Correlations between \({u}_{{l}_{1}j}^{mRNA}\) and \({u}_{{l}_{3}j}^{miRNA}\) (\({l}_{1}={l}_{3}\)= 2) as well as \({v}_{lj}^{(mRNA)}\) and \({v}_{lj}^{(miRNA)}\)(l = 2) were quantified by the Pearson’s correlation coefficient (PCC). The PCC and P-values were calculated using the corr function and cor.test function in the R software, respectively.
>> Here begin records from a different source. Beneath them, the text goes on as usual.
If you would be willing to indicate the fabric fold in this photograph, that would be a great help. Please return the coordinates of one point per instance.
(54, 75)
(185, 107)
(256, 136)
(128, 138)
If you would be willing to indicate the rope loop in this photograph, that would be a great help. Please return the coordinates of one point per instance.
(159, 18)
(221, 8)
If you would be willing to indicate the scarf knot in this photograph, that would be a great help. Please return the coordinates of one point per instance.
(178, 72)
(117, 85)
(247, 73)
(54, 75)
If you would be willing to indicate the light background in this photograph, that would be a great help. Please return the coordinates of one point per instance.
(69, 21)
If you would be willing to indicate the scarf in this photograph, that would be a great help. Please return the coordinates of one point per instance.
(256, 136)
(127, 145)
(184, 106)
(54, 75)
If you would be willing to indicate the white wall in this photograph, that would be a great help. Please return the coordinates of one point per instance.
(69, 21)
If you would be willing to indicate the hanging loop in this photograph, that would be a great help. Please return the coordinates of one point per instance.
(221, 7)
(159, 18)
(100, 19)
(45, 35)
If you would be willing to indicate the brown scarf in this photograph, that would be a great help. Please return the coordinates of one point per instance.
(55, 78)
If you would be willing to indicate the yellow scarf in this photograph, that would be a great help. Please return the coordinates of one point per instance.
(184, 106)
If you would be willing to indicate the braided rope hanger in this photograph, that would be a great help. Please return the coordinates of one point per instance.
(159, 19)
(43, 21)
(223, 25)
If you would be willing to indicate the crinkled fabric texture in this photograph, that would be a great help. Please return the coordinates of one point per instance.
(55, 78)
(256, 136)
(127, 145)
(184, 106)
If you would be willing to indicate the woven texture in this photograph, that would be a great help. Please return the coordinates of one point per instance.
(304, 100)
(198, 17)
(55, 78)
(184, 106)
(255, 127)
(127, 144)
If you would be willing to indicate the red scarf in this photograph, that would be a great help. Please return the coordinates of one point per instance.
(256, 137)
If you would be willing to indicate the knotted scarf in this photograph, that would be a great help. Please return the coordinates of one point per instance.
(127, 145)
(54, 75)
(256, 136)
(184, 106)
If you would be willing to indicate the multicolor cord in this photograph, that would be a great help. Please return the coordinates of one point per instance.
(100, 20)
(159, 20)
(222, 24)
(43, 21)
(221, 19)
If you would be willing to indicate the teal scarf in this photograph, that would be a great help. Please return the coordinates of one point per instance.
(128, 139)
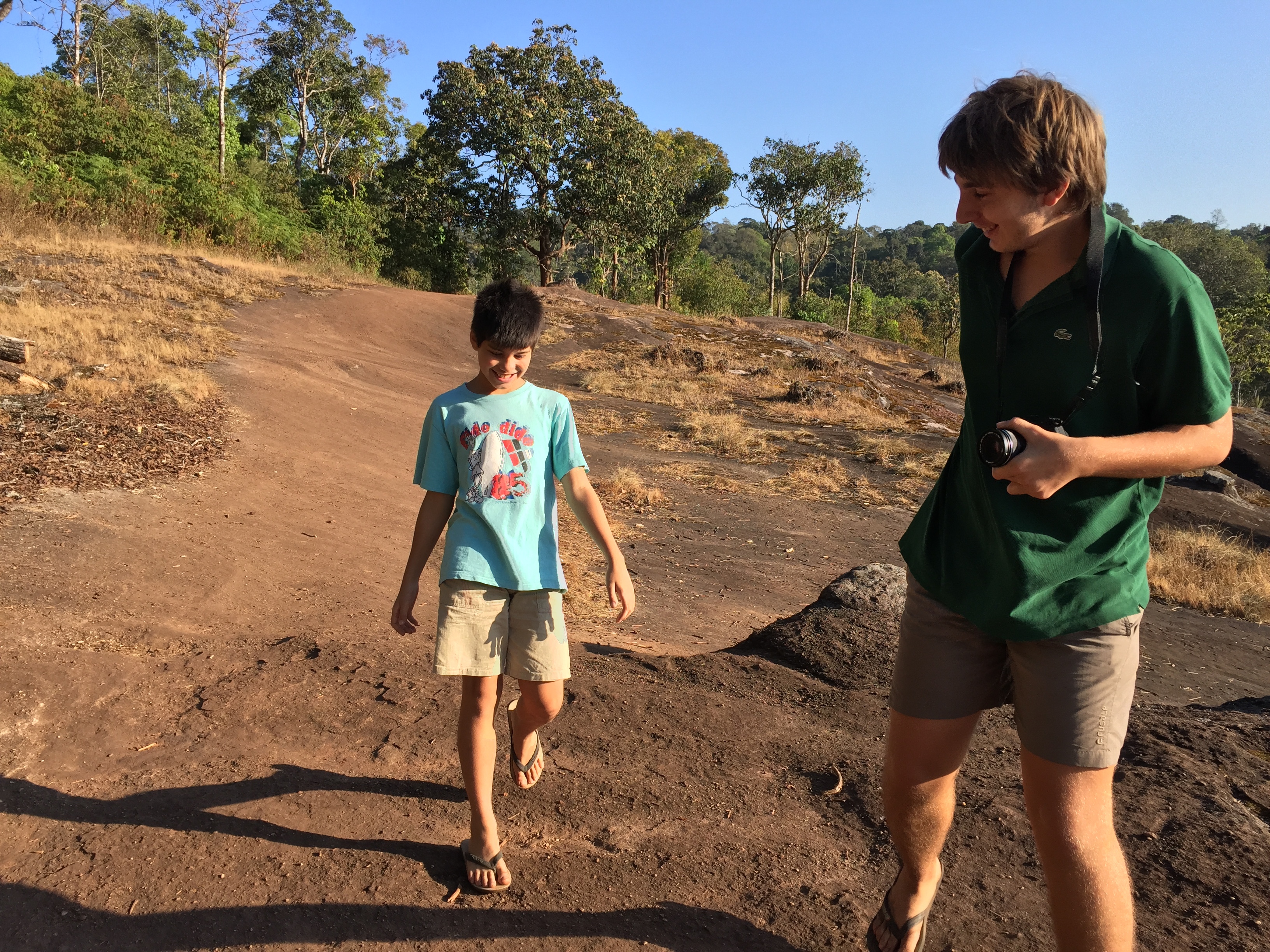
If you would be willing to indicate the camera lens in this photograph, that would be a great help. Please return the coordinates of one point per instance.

Biological function analysis

We evaluated the biological significance of the set of differentially expressed miRNAs and their correlated mRNAs. Biological annotations of the prognostic miRNAs and mRNAs were examined by employing the DIANA-miRPath47 and MSigDB48 databases, respectively.

Supplementary materials

Supplementary figures. The results of the Kaplan–Meier plots of the 23 KIRC survival-associated genes by using OncoLnc31. Supplementary Tables S1 to S4 that include numerical data as well as detailed descriptions that correspond to Figs. 3 to 6.